The lower-than-expected labor market gains for September brought the average monthly job growth for the year down below 200 thousand, which could possibly slow down the housing industry for the rest of 2015, according to the Bureau of Labor Statistics. September saw a gain of just 142 thousand jobs, bringing the average monthly total for the first nine months of 2015 down to 198 thousand. By comparison, job gains averaged 260 thousand a month for the first nine months of 2014.

On September's weak jobs report, Realtor.com Chief Economist Jonathan Smoke said, quote, Job creation is a very important leading indicator of strong demand for housing. The strong employment results for the last two years created an uptick in household formation, which drives demand for home purchases and rentals. If this softening sticks, we could see less robust growth in the year ahead. Close quote. The soft job growth for September also makes it less likely that the Fed will raise rates at the next meeting in late October.

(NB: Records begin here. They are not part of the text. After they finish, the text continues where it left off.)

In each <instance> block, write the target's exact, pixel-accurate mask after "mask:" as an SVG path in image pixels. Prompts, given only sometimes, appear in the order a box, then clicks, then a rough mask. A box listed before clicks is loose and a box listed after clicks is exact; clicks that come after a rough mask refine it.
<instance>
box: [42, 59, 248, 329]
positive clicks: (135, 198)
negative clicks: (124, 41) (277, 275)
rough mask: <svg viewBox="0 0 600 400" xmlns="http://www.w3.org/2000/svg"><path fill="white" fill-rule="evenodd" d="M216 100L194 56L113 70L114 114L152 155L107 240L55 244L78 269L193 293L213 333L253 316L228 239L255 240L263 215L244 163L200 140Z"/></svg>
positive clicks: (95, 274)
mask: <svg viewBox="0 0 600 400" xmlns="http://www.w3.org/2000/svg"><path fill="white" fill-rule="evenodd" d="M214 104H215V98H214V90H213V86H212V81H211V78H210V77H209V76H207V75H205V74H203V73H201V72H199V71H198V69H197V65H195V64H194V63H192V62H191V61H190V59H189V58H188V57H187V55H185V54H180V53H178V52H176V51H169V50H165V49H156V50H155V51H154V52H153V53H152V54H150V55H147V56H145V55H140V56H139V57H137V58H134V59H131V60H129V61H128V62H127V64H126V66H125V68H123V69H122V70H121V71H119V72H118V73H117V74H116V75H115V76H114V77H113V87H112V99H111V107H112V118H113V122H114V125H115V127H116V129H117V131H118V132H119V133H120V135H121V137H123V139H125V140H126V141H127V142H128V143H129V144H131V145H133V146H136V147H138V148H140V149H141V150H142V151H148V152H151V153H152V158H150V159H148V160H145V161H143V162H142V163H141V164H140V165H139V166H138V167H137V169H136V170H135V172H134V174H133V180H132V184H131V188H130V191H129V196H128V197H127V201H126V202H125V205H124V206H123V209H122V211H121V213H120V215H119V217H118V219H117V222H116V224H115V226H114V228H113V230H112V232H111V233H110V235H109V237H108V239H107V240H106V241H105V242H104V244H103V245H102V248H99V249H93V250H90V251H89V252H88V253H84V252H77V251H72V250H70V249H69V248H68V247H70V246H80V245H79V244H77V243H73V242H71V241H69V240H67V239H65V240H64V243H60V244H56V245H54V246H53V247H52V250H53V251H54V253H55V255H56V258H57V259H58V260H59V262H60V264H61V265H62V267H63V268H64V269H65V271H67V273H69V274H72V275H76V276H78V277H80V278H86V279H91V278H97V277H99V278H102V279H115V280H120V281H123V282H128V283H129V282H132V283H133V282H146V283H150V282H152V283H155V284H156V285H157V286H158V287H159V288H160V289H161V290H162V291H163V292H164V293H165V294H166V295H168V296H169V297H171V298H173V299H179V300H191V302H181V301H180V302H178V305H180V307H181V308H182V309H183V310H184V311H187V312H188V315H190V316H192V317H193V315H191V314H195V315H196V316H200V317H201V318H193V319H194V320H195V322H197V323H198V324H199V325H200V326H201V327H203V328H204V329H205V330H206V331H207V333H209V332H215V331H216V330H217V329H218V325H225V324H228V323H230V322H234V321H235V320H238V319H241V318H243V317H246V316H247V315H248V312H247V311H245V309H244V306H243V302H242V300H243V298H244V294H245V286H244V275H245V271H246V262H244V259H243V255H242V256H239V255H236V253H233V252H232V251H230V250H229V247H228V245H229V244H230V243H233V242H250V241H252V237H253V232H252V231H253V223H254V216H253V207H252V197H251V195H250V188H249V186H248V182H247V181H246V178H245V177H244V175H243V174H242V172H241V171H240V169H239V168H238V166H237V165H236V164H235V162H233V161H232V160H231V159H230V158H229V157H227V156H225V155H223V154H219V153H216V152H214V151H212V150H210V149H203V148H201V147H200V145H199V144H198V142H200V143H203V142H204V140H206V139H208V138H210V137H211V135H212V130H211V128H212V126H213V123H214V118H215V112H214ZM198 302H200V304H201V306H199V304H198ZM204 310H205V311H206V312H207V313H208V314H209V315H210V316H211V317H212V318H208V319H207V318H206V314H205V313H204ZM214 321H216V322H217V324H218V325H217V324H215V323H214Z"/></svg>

The House of Representatives will vote this week on a bill that will provide a hold harmless grace period for the Consumer Financial Protection Bureau's TILA-RESPA Integrated Disclosure Rule, which was scheduled to go into effect on October 3. On Wednesday, the House Financial Services Committee passed the H.R. 3192 Homebuyers Assistance Act, which could make the grace period official. House Majority Leader Kevin McCarthy released a statement announcing that the House will vote on the Homebuyers Assistance Act this week for those putting forth a good faith effort to comply with TRID.